Many clinics around town also appear to have growing waitlists, LaCount said. Bigger clinics are being booked through the spring as well. 

“I do have to take a breath of my own because I know what’s going on on the other side,” Dao said. “I’m still bracing myself on this side because I know how hard it is for (patients) to hear that, and it’s not easier on our side either.”

Having a diagnosis helps people better understand their neurodiversity, but finding treatment — whether through counseling, medication or a combination of the two — proves increasingly difficult. 

LaCount encourages those considering evaluations to find places like the Psychological Services Center for their affordable comprehensive exams. The average rate for outside testing services ranges from $1,500 to $3,000, Dao said, but the center offers a sliding scale and a flat rate fee of $350 if a student finds themself tight on money or without insurance. 

LaCount also suggested contacting the Larimer County Child, Adolescent and Young Adult Connections service, where a person can be provided with a list of experts who accept certain insurances and are within one’s financial range. If a resource isn’t a match, LaCount advises asking that professional for other names and services to try, like he often provides for potential clients.

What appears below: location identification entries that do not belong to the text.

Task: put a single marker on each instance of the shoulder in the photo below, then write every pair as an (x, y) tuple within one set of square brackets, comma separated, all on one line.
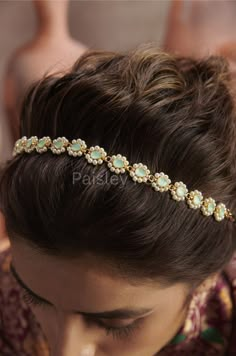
[(20, 333), (230, 272)]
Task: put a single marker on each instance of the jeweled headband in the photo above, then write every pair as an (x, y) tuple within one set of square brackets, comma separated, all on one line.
[(119, 164)]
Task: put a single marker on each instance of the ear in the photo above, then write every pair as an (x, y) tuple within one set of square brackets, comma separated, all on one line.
[(207, 283), (4, 240)]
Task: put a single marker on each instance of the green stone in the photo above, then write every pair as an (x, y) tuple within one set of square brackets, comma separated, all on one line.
[(76, 147), (41, 143), (197, 200), (58, 144), (140, 172), (118, 163), (180, 191), (96, 154), (162, 182)]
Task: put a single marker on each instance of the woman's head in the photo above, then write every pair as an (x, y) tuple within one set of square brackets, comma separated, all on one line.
[(175, 115)]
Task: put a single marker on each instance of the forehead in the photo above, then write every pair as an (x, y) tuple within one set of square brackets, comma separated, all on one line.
[(85, 283)]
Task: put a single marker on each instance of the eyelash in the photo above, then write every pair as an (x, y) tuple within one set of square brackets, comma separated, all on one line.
[(31, 300), (117, 332)]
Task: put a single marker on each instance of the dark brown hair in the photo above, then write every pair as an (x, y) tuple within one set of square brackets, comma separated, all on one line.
[(173, 114)]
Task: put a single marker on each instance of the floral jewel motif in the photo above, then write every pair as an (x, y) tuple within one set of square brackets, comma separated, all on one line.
[(59, 145), (161, 183), (139, 172), (30, 144), (19, 146), (194, 199), (43, 144), (220, 212), (208, 206), (118, 164), (96, 155), (179, 191), (76, 148)]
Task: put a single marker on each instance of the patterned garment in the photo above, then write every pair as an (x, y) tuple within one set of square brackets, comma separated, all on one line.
[(209, 329)]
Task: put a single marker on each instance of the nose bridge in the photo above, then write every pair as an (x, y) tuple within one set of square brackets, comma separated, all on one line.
[(74, 338)]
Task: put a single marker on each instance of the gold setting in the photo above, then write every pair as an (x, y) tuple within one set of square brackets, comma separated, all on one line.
[(119, 164)]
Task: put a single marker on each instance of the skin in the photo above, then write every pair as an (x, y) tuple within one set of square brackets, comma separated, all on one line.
[(85, 285)]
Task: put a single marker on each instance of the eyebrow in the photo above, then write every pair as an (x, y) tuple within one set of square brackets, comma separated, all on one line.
[(124, 313)]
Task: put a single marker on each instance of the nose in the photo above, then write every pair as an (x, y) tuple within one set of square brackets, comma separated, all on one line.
[(74, 338)]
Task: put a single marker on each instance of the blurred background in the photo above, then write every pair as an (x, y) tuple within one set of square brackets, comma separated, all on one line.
[(44, 36), (111, 25)]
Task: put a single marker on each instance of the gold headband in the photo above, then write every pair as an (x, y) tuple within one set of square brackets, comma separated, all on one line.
[(119, 164)]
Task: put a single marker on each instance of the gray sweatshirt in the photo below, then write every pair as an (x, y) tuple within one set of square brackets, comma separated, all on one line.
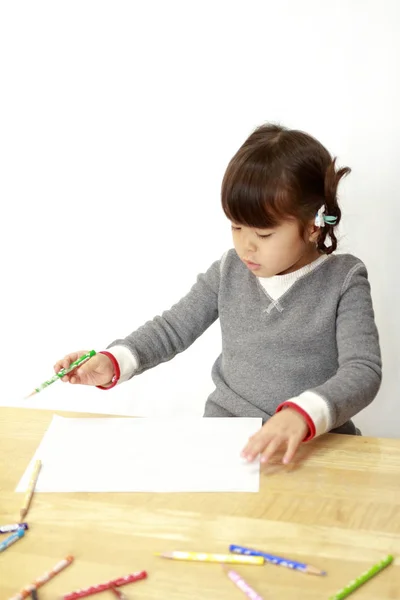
[(308, 338)]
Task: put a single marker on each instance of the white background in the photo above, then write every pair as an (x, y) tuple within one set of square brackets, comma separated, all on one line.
[(117, 121)]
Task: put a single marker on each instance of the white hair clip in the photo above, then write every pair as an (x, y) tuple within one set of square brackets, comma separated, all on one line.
[(322, 219)]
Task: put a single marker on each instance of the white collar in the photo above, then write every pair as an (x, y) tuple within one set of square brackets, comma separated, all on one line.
[(278, 285)]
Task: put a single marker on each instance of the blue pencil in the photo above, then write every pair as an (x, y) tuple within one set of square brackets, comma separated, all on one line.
[(277, 560)]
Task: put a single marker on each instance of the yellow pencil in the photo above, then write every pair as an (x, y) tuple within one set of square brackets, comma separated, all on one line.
[(31, 488), (208, 557)]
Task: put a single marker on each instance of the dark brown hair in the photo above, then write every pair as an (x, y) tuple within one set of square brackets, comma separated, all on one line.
[(278, 174)]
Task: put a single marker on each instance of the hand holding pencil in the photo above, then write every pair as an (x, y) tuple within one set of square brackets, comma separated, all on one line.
[(95, 370)]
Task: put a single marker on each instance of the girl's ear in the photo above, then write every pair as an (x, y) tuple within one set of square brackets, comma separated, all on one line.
[(313, 232)]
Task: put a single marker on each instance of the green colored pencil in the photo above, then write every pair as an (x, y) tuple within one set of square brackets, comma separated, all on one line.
[(363, 578), (60, 374)]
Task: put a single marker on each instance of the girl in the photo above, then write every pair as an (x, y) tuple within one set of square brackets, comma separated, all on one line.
[(299, 343)]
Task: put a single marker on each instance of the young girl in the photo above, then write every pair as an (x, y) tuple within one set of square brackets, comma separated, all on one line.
[(299, 343)]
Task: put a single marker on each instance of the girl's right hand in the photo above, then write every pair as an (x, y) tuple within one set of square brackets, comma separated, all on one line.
[(98, 370)]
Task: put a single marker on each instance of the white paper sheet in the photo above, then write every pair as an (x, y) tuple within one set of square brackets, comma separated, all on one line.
[(145, 455)]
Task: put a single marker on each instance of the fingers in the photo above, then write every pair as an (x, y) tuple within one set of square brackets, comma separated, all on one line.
[(268, 446), (292, 447), (271, 448), (65, 362), (256, 445)]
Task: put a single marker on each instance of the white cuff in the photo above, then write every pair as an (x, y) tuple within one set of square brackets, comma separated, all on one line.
[(128, 364), (317, 409)]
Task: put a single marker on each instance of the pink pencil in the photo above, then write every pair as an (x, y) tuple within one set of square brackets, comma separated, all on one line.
[(95, 589), (242, 585)]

“It’s my opinion (that) you have an ethical obligation to do so as a clinician,” LaCount said.

For CSU students, Dao advised talking with the Student Disability Center and seeking a therapist to try coping strategies first for symptoms of ADHD. 

“It’s not fair to you, but that’s where we are right now,” Dao said. “You are your best advocate.”

Seeing Fort Collins as an affluent town with plenty of young researchers, Tinnian finds promise in adult ADHD and ASD care for the future but still acknowledges the issue many are facing now with the difficulty of finding services.

“All of the responses I’ve gotten from doctors have been, ‘We could diagnose you, but that wouldn’t do anything for you,’” Tinnian said.

It’s one struggle to get a diagnosis but an even bigger one to find proper treatment afterward. With the backlog of accommodation requests and CSU’s ever-increasing waitlists, many people are left without an advocate. Being able to find affordable, available and adult-centered resources within the campus and community proves to be a growing need in the CSU and Fort Collins area.